Mélenchon se plante quand il crie au complot politique : il est vrai que, dans les affaires Ferrand, Pénicaud, Bayrou ou, dans un autre registre, dans l’affaire de la perquisition chez Alexandre Benalla, le zèle et la célérité des magistrats sont nettement moins prononcés que dans les dossiers du Rassemblement national ou de la France insoumise. Ni Pénicaud ni Bayrou ni Ferrand n’ont eu droit à des perquisitions à leur domicile. Et ne parlons pas de la demande d’expertise psychiatrique à l’égard de Marine Le Pen. Mais les juges n’ont probablement besoin d’aucune consigne pour se montrer plus ou moins zélés. Il y a chez certains magistrats (instructeurs et parquetiers notamment), comme chez certains journalistes – suivez mon regard -, une forme d’ubris qui les pousse à se prendre pour des justiciers chargés de régénérer la démocratie. En clair, les juges ont aussi leurs Plenel qui pensent œuvrer pour le bien commun en se payant des politiques de toutes obédiences. Au premier chef ceux qui ont commis le crime de les critiquer ou de se moquer d’eux. C’est ainsi qu’on ne compte plus les procédures ouvertes contre Nicolas Sarkozy – l’affaire libyenne étant une coproduction particulièrement réussie entre Médiapart et des magistrats. Quand il était l’un des principaux chefs de l’opposition, l’ancien président a été écouté durant dix mois. Et alors que les dossiers sont plutôt maigres, on aimerait être sûrs qu’à la fin, les magistrats du siège ne prononceront pas des condamnations simplement pour couvrir leurs collègues de l’instruction et du Parquet. Sauf erreur de ma part, Nicolas Sarkozy a réussi à rester courtois avec ceux qui l’interrogeaient.
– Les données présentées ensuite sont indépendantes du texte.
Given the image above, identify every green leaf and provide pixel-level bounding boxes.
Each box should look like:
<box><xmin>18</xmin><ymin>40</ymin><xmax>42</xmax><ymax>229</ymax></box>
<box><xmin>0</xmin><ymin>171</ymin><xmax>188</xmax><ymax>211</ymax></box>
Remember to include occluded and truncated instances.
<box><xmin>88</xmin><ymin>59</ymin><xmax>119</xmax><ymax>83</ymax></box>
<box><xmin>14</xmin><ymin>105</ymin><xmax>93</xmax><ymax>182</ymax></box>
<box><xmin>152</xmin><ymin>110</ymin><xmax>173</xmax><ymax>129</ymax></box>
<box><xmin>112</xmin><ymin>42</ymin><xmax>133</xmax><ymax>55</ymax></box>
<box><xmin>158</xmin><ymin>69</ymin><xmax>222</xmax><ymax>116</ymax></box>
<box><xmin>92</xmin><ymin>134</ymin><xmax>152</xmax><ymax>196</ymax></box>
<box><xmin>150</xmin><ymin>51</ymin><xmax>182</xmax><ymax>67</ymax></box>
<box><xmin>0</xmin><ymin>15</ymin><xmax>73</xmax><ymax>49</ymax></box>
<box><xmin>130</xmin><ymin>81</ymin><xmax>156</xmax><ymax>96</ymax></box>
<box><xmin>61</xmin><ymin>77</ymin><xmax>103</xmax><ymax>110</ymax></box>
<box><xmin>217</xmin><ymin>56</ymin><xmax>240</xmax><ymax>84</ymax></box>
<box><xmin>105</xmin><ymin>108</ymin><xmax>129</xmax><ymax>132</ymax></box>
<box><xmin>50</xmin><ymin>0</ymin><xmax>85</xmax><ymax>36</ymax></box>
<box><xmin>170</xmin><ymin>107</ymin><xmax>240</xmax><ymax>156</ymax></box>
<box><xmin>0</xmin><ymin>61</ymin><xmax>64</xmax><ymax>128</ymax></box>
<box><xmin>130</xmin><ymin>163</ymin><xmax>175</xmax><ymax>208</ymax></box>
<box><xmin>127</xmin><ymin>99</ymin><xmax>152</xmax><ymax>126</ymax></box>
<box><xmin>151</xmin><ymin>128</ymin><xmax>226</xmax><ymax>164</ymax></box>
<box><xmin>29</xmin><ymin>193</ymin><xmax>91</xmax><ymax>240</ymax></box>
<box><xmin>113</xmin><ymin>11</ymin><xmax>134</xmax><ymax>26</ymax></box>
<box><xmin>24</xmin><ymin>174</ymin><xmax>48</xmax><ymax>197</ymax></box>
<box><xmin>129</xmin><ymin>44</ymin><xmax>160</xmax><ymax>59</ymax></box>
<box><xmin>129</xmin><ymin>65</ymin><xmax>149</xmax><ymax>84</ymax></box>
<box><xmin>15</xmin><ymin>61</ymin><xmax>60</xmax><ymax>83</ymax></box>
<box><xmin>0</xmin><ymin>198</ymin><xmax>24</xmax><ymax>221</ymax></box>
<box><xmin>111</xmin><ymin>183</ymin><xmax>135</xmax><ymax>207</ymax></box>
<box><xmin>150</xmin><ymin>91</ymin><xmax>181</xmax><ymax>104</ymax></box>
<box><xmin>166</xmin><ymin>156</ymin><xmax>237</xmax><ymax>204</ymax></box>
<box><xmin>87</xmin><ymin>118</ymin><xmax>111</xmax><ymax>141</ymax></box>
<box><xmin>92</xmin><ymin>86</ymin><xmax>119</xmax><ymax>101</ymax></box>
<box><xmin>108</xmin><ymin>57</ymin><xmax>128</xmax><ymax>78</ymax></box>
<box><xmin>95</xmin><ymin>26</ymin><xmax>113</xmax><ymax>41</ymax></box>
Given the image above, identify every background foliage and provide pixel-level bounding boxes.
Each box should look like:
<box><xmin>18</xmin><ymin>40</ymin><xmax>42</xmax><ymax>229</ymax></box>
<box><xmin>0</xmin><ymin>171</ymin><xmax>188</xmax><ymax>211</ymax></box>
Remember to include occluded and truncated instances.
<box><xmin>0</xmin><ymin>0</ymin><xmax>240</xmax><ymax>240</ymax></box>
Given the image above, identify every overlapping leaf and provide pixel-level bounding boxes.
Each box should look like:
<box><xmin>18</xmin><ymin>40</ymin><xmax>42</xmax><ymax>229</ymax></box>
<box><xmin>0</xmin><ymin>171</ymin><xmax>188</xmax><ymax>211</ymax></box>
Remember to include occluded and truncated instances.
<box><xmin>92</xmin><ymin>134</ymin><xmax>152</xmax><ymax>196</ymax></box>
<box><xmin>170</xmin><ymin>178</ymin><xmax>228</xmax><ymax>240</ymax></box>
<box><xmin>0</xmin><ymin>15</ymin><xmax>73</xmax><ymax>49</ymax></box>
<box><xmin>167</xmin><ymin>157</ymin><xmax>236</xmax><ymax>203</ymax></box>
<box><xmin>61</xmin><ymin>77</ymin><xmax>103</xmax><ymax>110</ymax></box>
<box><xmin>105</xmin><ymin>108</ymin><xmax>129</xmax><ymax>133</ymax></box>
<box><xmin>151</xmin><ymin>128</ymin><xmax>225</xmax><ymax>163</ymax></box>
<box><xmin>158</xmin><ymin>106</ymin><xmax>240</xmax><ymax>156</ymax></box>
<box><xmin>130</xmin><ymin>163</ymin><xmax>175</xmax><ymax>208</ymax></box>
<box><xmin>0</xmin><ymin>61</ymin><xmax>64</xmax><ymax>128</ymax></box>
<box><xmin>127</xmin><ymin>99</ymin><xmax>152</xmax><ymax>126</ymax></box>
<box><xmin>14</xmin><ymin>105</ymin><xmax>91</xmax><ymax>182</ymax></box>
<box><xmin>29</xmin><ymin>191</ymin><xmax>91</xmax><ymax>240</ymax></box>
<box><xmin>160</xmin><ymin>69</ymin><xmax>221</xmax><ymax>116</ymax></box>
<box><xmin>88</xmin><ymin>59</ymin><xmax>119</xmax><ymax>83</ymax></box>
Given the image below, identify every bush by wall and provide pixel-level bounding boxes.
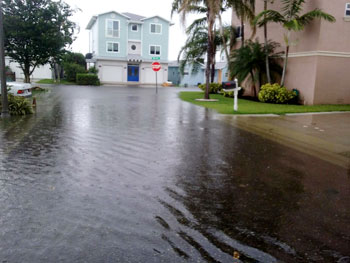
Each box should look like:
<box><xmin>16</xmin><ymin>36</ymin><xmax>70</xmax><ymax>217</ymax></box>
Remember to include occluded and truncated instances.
<box><xmin>77</xmin><ymin>73</ymin><xmax>100</xmax><ymax>86</ymax></box>
<box><xmin>198</xmin><ymin>83</ymin><xmax>222</xmax><ymax>94</ymax></box>
<box><xmin>63</xmin><ymin>63</ymin><xmax>86</xmax><ymax>82</ymax></box>
<box><xmin>259</xmin><ymin>83</ymin><xmax>297</xmax><ymax>104</ymax></box>
<box><xmin>221</xmin><ymin>87</ymin><xmax>244</xmax><ymax>98</ymax></box>
<box><xmin>0</xmin><ymin>94</ymin><xmax>33</xmax><ymax>115</ymax></box>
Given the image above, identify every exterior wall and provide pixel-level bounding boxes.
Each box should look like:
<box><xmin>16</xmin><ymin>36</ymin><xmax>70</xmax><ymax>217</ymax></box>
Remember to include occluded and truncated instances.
<box><xmin>140</xmin><ymin>62</ymin><xmax>168</xmax><ymax>84</ymax></box>
<box><xmin>127</xmin><ymin>41</ymin><xmax>142</xmax><ymax>55</ymax></box>
<box><xmin>180</xmin><ymin>69</ymin><xmax>205</xmax><ymax>86</ymax></box>
<box><xmin>128</xmin><ymin>23</ymin><xmax>143</xmax><ymax>40</ymax></box>
<box><xmin>314</xmin><ymin>56</ymin><xmax>350</xmax><ymax>104</ymax></box>
<box><xmin>98</xmin><ymin>12</ymin><xmax>128</xmax><ymax>58</ymax></box>
<box><xmin>142</xmin><ymin>17</ymin><xmax>169</xmax><ymax>62</ymax></box>
<box><xmin>90</xmin><ymin>12</ymin><xmax>170</xmax><ymax>84</ymax></box>
<box><xmin>89</xmin><ymin>20</ymin><xmax>98</xmax><ymax>55</ymax></box>
<box><xmin>232</xmin><ymin>0</ymin><xmax>350</xmax><ymax>104</ymax></box>
<box><xmin>96</xmin><ymin>60</ymin><xmax>128</xmax><ymax>84</ymax></box>
<box><xmin>168</xmin><ymin>66</ymin><xmax>181</xmax><ymax>85</ymax></box>
<box><xmin>5</xmin><ymin>58</ymin><xmax>52</xmax><ymax>81</ymax></box>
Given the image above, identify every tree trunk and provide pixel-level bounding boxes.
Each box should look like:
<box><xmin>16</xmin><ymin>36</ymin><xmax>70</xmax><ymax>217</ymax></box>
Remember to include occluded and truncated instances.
<box><xmin>241</xmin><ymin>16</ymin><xmax>244</xmax><ymax>47</ymax></box>
<box><xmin>250</xmin><ymin>71</ymin><xmax>256</xmax><ymax>98</ymax></box>
<box><xmin>218</xmin><ymin>14</ymin><xmax>230</xmax><ymax>62</ymax></box>
<box><xmin>23</xmin><ymin>64</ymin><xmax>30</xmax><ymax>83</ymax></box>
<box><xmin>210</xmin><ymin>60</ymin><xmax>215</xmax><ymax>83</ymax></box>
<box><xmin>204</xmin><ymin>9</ymin><xmax>215</xmax><ymax>100</ymax></box>
<box><xmin>264</xmin><ymin>0</ymin><xmax>271</xmax><ymax>84</ymax></box>
<box><xmin>281</xmin><ymin>45</ymin><xmax>289</xmax><ymax>87</ymax></box>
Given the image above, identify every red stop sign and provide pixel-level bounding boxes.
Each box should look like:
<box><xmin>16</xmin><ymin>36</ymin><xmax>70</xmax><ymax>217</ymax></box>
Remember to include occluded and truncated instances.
<box><xmin>152</xmin><ymin>62</ymin><xmax>162</xmax><ymax>71</ymax></box>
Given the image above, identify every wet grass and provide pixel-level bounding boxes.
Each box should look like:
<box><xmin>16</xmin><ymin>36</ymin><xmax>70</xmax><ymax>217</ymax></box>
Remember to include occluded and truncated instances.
<box><xmin>179</xmin><ymin>91</ymin><xmax>350</xmax><ymax>115</ymax></box>
<box><xmin>36</xmin><ymin>79</ymin><xmax>76</xmax><ymax>85</ymax></box>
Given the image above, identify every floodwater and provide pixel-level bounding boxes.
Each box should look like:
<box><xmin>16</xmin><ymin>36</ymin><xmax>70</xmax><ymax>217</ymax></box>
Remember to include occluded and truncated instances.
<box><xmin>0</xmin><ymin>86</ymin><xmax>350</xmax><ymax>263</ymax></box>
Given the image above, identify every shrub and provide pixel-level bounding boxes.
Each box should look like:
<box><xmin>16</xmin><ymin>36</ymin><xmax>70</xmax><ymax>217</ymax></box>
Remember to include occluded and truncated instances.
<box><xmin>88</xmin><ymin>67</ymin><xmax>98</xmax><ymax>74</ymax></box>
<box><xmin>63</xmin><ymin>63</ymin><xmax>86</xmax><ymax>82</ymax></box>
<box><xmin>0</xmin><ymin>94</ymin><xmax>33</xmax><ymax>115</ymax></box>
<box><xmin>77</xmin><ymin>73</ymin><xmax>100</xmax><ymax>86</ymax></box>
<box><xmin>198</xmin><ymin>83</ymin><xmax>222</xmax><ymax>94</ymax></box>
<box><xmin>259</xmin><ymin>83</ymin><xmax>297</xmax><ymax>104</ymax></box>
<box><xmin>221</xmin><ymin>87</ymin><xmax>244</xmax><ymax>98</ymax></box>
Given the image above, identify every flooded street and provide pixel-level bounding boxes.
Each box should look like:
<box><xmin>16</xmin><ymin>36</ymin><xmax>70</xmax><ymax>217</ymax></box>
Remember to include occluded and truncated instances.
<box><xmin>0</xmin><ymin>86</ymin><xmax>350</xmax><ymax>263</ymax></box>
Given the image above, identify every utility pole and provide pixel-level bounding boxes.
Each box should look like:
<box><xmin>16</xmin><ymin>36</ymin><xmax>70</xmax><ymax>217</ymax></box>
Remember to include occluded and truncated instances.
<box><xmin>0</xmin><ymin>0</ymin><xmax>9</xmax><ymax>117</ymax></box>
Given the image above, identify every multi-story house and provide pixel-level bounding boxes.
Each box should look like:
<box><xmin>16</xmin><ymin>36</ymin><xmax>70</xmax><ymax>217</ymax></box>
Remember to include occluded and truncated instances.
<box><xmin>232</xmin><ymin>0</ymin><xmax>350</xmax><ymax>104</ymax></box>
<box><xmin>87</xmin><ymin>11</ymin><xmax>172</xmax><ymax>84</ymax></box>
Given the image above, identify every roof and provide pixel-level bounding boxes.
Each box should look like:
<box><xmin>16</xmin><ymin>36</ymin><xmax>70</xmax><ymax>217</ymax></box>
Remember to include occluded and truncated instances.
<box><xmin>122</xmin><ymin>12</ymin><xmax>146</xmax><ymax>22</ymax></box>
<box><xmin>86</xmin><ymin>11</ymin><xmax>173</xmax><ymax>29</ymax></box>
<box><xmin>141</xmin><ymin>16</ymin><xmax>173</xmax><ymax>25</ymax></box>
<box><xmin>168</xmin><ymin>60</ymin><xmax>179</xmax><ymax>67</ymax></box>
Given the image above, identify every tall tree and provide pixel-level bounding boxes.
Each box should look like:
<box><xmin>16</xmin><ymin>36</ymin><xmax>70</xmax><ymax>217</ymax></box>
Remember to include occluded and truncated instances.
<box><xmin>226</xmin><ymin>0</ymin><xmax>255</xmax><ymax>46</ymax></box>
<box><xmin>3</xmin><ymin>0</ymin><xmax>75</xmax><ymax>83</ymax></box>
<box><xmin>172</xmin><ymin>0</ymin><xmax>223</xmax><ymax>99</ymax></box>
<box><xmin>178</xmin><ymin>18</ymin><xmax>231</xmax><ymax>82</ymax></box>
<box><xmin>229</xmin><ymin>40</ymin><xmax>282</xmax><ymax>97</ymax></box>
<box><xmin>254</xmin><ymin>0</ymin><xmax>335</xmax><ymax>86</ymax></box>
<box><xmin>264</xmin><ymin>0</ymin><xmax>274</xmax><ymax>83</ymax></box>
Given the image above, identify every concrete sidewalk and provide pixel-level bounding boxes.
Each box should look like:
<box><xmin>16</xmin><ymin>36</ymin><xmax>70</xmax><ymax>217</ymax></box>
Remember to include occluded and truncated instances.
<box><xmin>218</xmin><ymin>113</ymin><xmax>350</xmax><ymax>172</ymax></box>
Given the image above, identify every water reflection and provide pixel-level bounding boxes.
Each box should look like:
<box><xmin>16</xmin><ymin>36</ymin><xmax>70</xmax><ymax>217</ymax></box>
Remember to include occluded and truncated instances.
<box><xmin>0</xmin><ymin>87</ymin><xmax>350</xmax><ymax>262</ymax></box>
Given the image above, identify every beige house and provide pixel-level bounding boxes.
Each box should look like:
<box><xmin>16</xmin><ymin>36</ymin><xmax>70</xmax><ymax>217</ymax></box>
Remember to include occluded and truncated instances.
<box><xmin>232</xmin><ymin>0</ymin><xmax>350</xmax><ymax>104</ymax></box>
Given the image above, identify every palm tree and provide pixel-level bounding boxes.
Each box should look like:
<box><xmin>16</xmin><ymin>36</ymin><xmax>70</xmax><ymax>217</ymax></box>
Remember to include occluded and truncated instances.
<box><xmin>171</xmin><ymin>0</ymin><xmax>222</xmax><ymax>99</ymax></box>
<box><xmin>264</xmin><ymin>0</ymin><xmax>274</xmax><ymax>83</ymax></box>
<box><xmin>229</xmin><ymin>40</ymin><xmax>282</xmax><ymax>97</ymax></box>
<box><xmin>178</xmin><ymin>18</ymin><xmax>232</xmax><ymax>83</ymax></box>
<box><xmin>254</xmin><ymin>0</ymin><xmax>335</xmax><ymax>86</ymax></box>
<box><xmin>226</xmin><ymin>0</ymin><xmax>255</xmax><ymax>46</ymax></box>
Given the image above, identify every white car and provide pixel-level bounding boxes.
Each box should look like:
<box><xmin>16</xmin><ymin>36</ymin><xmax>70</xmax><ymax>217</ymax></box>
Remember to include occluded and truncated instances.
<box><xmin>0</xmin><ymin>82</ymin><xmax>32</xmax><ymax>97</ymax></box>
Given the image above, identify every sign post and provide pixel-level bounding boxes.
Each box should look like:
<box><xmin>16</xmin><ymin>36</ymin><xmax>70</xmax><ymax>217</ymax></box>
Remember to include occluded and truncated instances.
<box><xmin>152</xmin><ymin>61</ymin><xmax>162</xmax><ymax>94</ymax></box>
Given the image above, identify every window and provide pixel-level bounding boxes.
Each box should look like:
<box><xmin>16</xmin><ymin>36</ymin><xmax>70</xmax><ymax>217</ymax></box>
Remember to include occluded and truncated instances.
<box><xmin>106</xmin><ymin>19</ymin><xmax>119</xmax><ymax>37</ymax></box>
<box><xmin>131</xmin><ymin>24</ymin><xmax>138</xmax><ymax>32</ymax></box>
<box><xmin>151</xmin><ymin>24</ymin><xmax>162</xmax><ymax>34</ymax></box>
<box><xmin>107</xmin><ymin>42</ymin><xmax>119</xmax><ymax>53</ymax></box>
<box><xmin>149</xmin><ymin>46</ymin><xmax>160</xmax><ymax>55</ymax></box>
<box><xmin>345</xmin><ymin>3</ymin><xmax>350</xmax><ymax>17</ymax></box>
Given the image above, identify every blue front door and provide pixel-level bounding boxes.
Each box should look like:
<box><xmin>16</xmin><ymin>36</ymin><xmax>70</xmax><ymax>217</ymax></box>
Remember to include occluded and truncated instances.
<box><xmin>128</xmin><ymin>65</ymin><xmax>139</xmax><ymax>81</ymax></box>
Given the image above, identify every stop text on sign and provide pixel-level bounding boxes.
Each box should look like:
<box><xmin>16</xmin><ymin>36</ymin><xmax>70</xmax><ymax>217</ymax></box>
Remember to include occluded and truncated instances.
<box><xmin>152</xmin><ymin>62</ymin><xmax>162</xmax><ymax>71</ymax></box>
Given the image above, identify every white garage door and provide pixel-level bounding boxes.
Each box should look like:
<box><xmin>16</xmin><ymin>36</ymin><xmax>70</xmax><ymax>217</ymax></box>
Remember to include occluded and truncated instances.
<box><xmin>144</xmin><ymin>68</ymin><xmax>164</xmax><ymax>83</ymax></box>
<box><xmin>102</xmin><ymin>66</ymin><xmax>123</xmax><ymax>82</ymax></box>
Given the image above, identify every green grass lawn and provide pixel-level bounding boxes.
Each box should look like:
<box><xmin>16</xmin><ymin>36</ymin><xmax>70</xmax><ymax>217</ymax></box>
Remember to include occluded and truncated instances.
<box><xmin>179</xmin><ymin>91</ymin><xmax>350</xmax><ymax>114</ymax></box>
<box><xmin>37</xmin><ymin>79</ymin><xmax>76</xmax><ymax>85</ymax></box>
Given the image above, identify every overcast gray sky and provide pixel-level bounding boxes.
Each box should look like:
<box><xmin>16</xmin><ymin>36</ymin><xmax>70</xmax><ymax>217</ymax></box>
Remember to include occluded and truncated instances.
<box><xmin>65</xmin><ymin>0</ymin><xmax>231</xmax><ymax>60</ymax></box>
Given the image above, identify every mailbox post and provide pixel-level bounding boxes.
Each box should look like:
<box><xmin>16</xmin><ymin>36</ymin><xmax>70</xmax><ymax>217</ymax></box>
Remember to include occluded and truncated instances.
<box><xmin>222</xmin><ymin>79</ymin><xmax>242</xmax><ymax>111</ymax></box>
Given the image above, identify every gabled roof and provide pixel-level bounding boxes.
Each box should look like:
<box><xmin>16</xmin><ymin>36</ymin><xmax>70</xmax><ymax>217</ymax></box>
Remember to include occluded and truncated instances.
<box><xmin>123</xmin><ymin>12</ymin><xmax>146</xmax><ymax>21</ymax></box>
<box><xmin>86</xmin><ymin>11</ymin><xmax>173</xmax><ymax>29</ymax></box>
<box><xmin>141</xmin><ymin>16</ymin><xmax>173</xmax><ymax>25</ymax></box>
<box><xmin>86</xmin><ymin>11</ymin><xmax>130</xmax><ymax>29</ymax></box>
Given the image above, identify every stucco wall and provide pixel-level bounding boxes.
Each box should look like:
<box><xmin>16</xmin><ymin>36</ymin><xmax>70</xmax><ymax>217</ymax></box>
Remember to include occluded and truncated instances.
<box><xmin>232</xmin><ymin>0</ymin><xmax>350</xmax><ymax>104</ymax></box>
<box><xmin>142</xmin><ymin>17</ymin><xmax>169</xmax><ymax>62</ymax></box>
<box><xmin>98</xmin><ymin>12</ymin><xmax>128</xmax><ymax>58</ymax></box>
<box><xmin>314</xmin><ymin>56</ymin><xmax>350</xmax><ymax>104</ymax></box>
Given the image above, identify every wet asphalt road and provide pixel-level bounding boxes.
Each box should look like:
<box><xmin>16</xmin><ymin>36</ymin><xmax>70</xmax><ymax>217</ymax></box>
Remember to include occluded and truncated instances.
<box><xmin>0</xmin><ymin>86</ymin><xmax>350</xmax><ymax>263</ymax></box>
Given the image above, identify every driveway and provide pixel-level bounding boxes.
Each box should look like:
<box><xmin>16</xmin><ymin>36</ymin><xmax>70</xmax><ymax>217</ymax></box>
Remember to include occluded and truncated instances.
<box><xmin>0</xmin><ymin>86</ymin><xmax>350</xmax><ymax>263</ymax></box>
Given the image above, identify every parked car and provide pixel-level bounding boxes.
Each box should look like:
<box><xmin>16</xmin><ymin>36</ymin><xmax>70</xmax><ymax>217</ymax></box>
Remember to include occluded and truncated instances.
<box><xmin>0</xmin><ymin>82</ymin><xmax>32</xmax><ymax>97</ymax></box>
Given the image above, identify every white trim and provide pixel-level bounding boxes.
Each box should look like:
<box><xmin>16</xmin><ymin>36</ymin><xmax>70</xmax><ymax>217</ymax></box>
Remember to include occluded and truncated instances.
<box><xmin>148</xmin><ymin>45</ymin><xmax>162</xmax><ymax>56</ymax></box>
<box><xmin>149</xmin><ymin>23</ymin><xmax>163</xmax><ymax>35</ymax></box>
<box><xmin>106</xmin><ymin>41</ymin><xmax>120</xmax><ymax>53</ymax></box>
<box><xmin>289</xmin><ymin>51</ymin><xmax>350</xmax><ymax>58</ymax></box>
<box><xmin>344</xmin><ymin>2</ymin><xmax>350</xmax><ymax>17</ymax></box>
<box><xmin>130</xmin><ymin>23</ymin><xmax>139</xmax><ymax>32</ymax></box>
<box><xmin>105</xmin><ymin>18</ymin><xmax>121</xmax><ymax>38</ymax></box>
<box><xmin>140</xmin><ymin>16</ymin><xmax>171</xmax><ymax>23</ymax></box>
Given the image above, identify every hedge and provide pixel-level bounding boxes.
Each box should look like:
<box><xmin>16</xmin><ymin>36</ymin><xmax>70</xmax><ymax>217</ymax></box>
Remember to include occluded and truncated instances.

Les imprécations et la fureur de Mélenchon flattent peut-être une partie de son public dans le sens du poil, mais la colère n’est pas un projet politique. Entre l’alliance de juges et de journalistes qui piétinent allègrement le secret de l’instruction – pourtant condition indispensable d’une justice équitable -, et les politiques, soupçonnés de toutes les turpitudes, le combat était déjà inégal. Il l’est un peu plus maintenant que Mélenchon a offert à la presse et à la justice le moyen de se victimiser à bon compte et, en conséquence, de se soustraire encore plus à toute critique, désormais dénoncée comme populiste. Bref, en cognant comme un sourd – et à côté -, Mélenchon n’entame en rien le pouvoir des juges et des médias, il le renforce. Autant dire qu’il ne rend pas service à son pays.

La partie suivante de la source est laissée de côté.